Catch a glimpse of the Wolfe Islander IV as it passes through Kingston on Saturday, Oct. 9, 2021, weather pending
Two new electric ferries, at a combined cost of $94 million, are set to replace the current ferries in Kingston in the Spring of 2022. The ferries — the Wolfe Islander IV and the Amherst Islander II — will serve those travelling to and from Wolfe Island and Amherst Island, respectively. Lori Alarie, Communications Coordinator for the Regional Services and Relationships Office for the Ministry of Transportation, answers our questions about the new vessels.
Where are the electric ferries located at the moment? When will it pass by Kingston and the approximate arrival time in Picton?
The Wolfe Islander IV is currently in Montreal and, weather pending, it is currently on pace to pass through Kingston on Saturday, however, this may change, including whether the vessel will navigate the south side in American waters instead of north towards Kingston. Unfortunately, a firm estimated time of arrival (ETA) cannot be provided due to weather (fog, winds, etc.).
Please note you can track the location of the Wolfe Islander IV using the public marine traffic website that provides real-time position information.
Visit MarineTraffic: Global Ship Tracking Intelligence | AIS Marine Traffic here: https://www.marinetraffic.com/en/ais/home/shipid:6473120/zoom:10
Tell us more about the electric ferries: the manufacturer, the size and colour, the cost, how many cars and people it will hold compared to the current ferries we have right now?
The vessels were built by Damen Shipyards in Galati, Romania. The Wolfe Islander IV is 98 metres long; it is white with black accents and holds up to 399 passengers and 85 vehicles. The Amherst Islander II is 71 metres long; it is white with black accents and holds up to 299 passengers and 45 cars.
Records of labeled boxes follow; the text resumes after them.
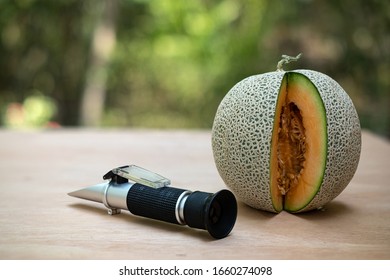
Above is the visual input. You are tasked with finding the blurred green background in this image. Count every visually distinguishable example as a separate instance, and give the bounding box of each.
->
[0,0,390,137]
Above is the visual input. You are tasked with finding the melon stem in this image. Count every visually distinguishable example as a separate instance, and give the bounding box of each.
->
[276,53,302,71]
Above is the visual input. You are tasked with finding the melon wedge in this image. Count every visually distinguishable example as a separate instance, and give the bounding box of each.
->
[270,72,327,212]
[212,67,361,213]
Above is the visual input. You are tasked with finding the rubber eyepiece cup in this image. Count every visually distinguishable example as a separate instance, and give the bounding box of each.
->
[184,190,237,239]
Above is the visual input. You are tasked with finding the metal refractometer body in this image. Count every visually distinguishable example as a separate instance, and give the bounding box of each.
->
[69,165,237,238]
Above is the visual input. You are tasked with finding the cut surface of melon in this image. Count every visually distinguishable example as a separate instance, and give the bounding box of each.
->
[270,72,327,212]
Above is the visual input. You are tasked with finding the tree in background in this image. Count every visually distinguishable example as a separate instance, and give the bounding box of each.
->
[0,0,390,137]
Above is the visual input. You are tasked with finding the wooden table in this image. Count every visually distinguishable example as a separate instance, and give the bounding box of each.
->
[0,129,390,259]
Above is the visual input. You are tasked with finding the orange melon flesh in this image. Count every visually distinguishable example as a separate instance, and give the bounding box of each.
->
[270,72,327,212]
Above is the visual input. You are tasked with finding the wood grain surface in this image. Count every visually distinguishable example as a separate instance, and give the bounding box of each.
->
[0,129,390,259]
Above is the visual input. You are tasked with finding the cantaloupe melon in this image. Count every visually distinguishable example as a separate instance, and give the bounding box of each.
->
[212,54,361,212]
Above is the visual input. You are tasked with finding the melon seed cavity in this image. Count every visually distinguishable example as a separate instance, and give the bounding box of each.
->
[277,99,306,195]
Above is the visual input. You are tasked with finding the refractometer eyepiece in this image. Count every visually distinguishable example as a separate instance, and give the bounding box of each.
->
[184,190,237,238]
[69,165,237,239]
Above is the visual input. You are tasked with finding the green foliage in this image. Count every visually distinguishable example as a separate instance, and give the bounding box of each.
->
[0,0,390,136]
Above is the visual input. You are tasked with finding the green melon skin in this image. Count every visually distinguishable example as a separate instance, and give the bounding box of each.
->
[211,70,361,213]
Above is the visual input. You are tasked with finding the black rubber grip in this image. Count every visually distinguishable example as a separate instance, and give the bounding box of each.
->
[127,183,186,224]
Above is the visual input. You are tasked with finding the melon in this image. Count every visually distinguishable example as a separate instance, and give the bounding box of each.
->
[212,56,361,213]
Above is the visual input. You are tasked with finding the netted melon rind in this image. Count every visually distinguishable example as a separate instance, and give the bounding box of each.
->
[212,72,283,212]
[212,70,361,212]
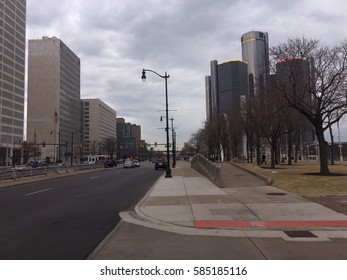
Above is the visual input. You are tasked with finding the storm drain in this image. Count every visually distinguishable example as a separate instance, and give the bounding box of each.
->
[284,230,318,238]
[266,193,286,195]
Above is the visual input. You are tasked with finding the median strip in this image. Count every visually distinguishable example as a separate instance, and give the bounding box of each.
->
[26,188,53,196]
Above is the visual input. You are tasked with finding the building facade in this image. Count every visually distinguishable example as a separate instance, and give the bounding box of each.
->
[0,0,26,165]
[117,118,142,159]
[241,31,270,95]
[205,60,248,118]
[27,36,81,163]
[81,99,117,157]
[218,60,248,116]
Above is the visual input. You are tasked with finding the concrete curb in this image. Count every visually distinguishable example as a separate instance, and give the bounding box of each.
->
[227,161,273,186]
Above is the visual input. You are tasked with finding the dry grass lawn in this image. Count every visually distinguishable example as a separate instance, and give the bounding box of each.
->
[234,162,347,197]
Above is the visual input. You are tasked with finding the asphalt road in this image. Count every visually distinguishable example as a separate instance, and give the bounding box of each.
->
[0,165,162,260]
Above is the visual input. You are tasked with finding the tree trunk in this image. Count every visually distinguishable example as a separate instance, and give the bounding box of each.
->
[255,131,261,165]
[329,125,335,165]
[287,132,292,165]
[316,127,330,175]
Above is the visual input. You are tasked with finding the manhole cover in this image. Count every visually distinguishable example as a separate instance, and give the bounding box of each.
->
[284,230,318,238]
[267,193,286,195]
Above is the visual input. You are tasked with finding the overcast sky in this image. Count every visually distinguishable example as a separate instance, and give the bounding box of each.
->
[27,0,347,148]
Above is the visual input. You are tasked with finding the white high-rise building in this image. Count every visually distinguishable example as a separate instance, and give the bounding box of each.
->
[27,37,81,162]
[0,0,26,165]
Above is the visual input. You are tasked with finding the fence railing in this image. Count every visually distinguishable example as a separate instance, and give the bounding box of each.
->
[191,154,223,188]
[0,164,104,180]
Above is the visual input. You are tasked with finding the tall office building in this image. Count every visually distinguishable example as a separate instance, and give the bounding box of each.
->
[81,99,117,156]
[27,37,81,161]
[205,60,248,120]
[241,31,270,95]
[218,60,248,116]
[117,118,141,159]
[210,60,218,119]
[205,76,212,121]
[0,0,26,165]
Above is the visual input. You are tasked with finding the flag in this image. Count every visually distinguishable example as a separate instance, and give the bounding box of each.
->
[53,111,58,124]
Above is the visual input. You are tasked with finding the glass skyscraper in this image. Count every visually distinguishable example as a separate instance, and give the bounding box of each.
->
[241,31,270,95]
[0,0,26,165]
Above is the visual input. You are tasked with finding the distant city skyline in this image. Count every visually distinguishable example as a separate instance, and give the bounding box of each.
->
[23,0,347,148]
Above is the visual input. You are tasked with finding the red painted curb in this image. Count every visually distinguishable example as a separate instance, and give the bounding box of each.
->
[195,220,347,228]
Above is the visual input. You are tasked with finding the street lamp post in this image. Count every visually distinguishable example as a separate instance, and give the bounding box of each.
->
[160,116,176,168]
[141,69,172,178]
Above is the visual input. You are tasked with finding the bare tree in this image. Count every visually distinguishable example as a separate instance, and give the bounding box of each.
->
[102,136,117,159]
[270,38,347,175]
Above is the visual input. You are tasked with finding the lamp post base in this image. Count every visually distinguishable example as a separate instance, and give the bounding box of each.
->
[165,169,172,178]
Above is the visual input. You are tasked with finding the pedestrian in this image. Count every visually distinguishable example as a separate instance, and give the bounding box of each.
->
[261,155,267,164]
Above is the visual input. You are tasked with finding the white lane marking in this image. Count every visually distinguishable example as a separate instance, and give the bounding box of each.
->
[26,188,53,195]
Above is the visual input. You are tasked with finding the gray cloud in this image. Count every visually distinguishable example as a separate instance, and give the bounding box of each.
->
[27,0,347,146]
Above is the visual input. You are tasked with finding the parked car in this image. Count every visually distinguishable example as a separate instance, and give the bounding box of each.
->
[104,159,117,168]
[123,160,135,168]
[154,159,166,170]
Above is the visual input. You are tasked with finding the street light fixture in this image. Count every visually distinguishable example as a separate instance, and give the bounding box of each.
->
[160,116,176,168]
[71,130,81,165]
[141,69,172,178]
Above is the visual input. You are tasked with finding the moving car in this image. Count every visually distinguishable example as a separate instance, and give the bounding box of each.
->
[104,159,117,168]
[154,159,166,170]
[123,160,135,168]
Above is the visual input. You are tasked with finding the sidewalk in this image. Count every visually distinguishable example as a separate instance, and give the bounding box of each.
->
[89,161,347,259]
[107,162,347,242]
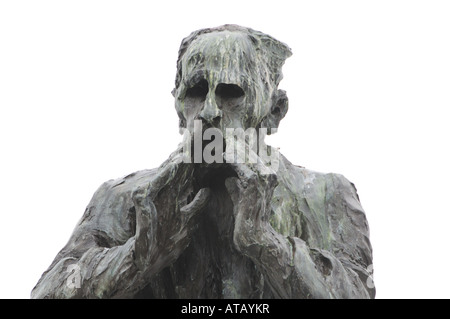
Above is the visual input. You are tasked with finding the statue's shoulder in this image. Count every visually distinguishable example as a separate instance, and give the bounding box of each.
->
[93,168,158,199]
[277,158,357,202]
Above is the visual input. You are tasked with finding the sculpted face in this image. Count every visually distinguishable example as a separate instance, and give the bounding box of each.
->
[174,30,276,134]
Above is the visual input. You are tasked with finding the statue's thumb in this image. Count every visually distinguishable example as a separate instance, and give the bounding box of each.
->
[225,177,242,218]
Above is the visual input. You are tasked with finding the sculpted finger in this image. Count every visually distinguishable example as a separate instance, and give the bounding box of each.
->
[132,189,156,269]
[225,177,242,211]
[180,188,211,220]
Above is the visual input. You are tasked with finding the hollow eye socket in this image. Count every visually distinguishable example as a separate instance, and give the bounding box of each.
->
[216,83,245,107]
[186,79,209,101]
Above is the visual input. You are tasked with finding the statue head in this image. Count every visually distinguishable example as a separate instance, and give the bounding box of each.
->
[172,25,292,134]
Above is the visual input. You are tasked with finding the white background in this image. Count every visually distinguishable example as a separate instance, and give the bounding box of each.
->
[0,0,450,298]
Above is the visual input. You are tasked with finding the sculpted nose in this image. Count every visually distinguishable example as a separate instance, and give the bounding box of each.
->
[199,94,222,126]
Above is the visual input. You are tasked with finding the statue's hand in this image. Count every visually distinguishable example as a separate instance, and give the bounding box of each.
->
[225,158,278,257]
[133,149,211,274]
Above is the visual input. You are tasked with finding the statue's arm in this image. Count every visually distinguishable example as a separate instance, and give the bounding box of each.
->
[31,163,209,298]
[227,166,373,298]
[31,182,154,298]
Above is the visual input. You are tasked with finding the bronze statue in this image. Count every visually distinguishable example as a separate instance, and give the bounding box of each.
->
[32,25,375,298]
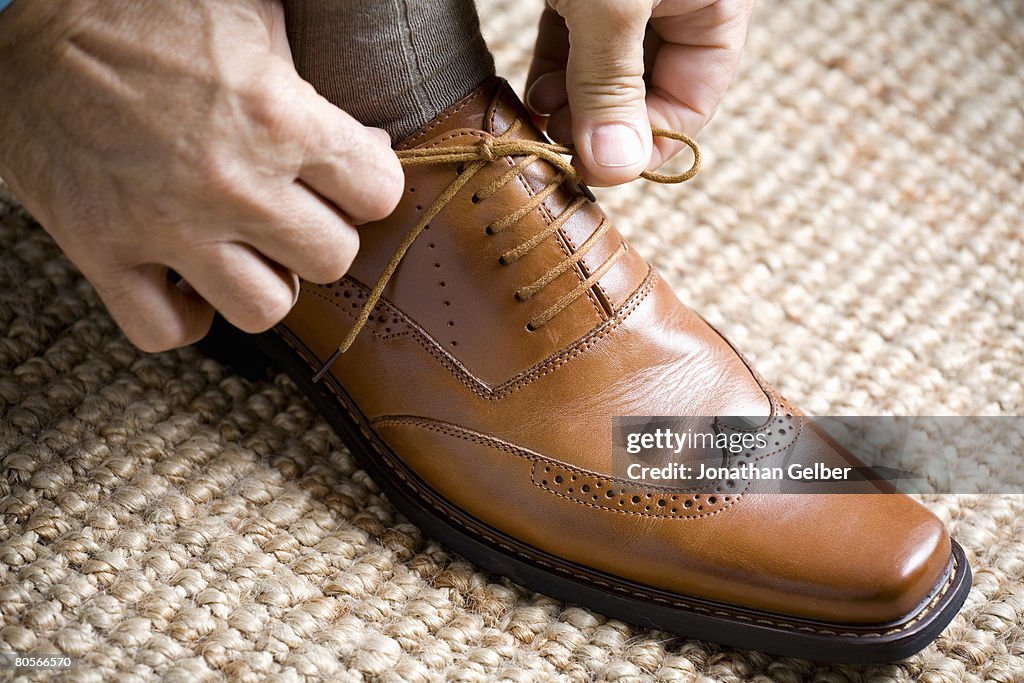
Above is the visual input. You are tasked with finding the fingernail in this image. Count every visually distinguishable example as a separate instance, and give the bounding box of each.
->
[590,123,644,168]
Total cost for both vessels was $94 million.
The current Wolfe Islander III holds 294 passengers and 55 vehicles; while the Frontenac II (which the Amherst Islander II will replace) holds 276 passengers and 35 vehicles.
Why is it important to switch to e-ferries? What are its advantages over the conventional ferries?
In full electric mode, there are no emissions, which greatly reduces the carbon footprint. In addition, there are fewer moving parts, less vibrations and significantly reduced noise for both passengers and ferry staff.
Will passengers notice anything different on an electric ferry while on board (compared to a conventional ferry)?
The ferry is anticipated to have a much quieter experience for the passengers and with the reduced vibrations, the ride is likely to be smoother overall.
How will it be charged? How long will a charge last and how often does it need to be charged?
Once the shore-based infrastructure is complete, the vessel will be charged via a charging arm that will connect to the vessel each time the vessel docks. The transfer of energy takes approximately 7-9 minutes and can be safely done while loading and unloading the vessel. The batteries onboard are able to last several return trips without any additional charging; however, the current setup maintains an 80 per cent charge at all times.
Who is funding the purchase of the e-ferries and why?
The government of Ontario is funding 70 per cent of the two new ferries and the Federal government is contributing 30 per cent of the overall costs.
How will passengers be impacted? Will there be a cost difference to ride one?
There will be a separate loading ramp for walk-on passengers which will create a safer environment for the users. In addition, there is an upgraded passenger cabin for a comfortable ride. The ferry to Wolfe Island has no cost and at this time there are no plans to implement a fare to use the Wolfe Islander IV.
Where will it be docked and when will it be in operation in Kingston?
The Wolfe Islander IV will be moored in the Picton Terminals for training and is expected to go into service Spring 2022.
Picton Terminal’s Port Manager Graham Seymour said in a phone interview that “we’re super excited about the opportunity to help out and provide a safe berth for (the electric ferries). (We) couldn’t be happier to be a part of the team.”
It is currently unknown whether the ferries will pass through Kingston on the Wolfe Island or Kingston side of the St. Lawrence River. Kingstonist will update this article as more information becomes available.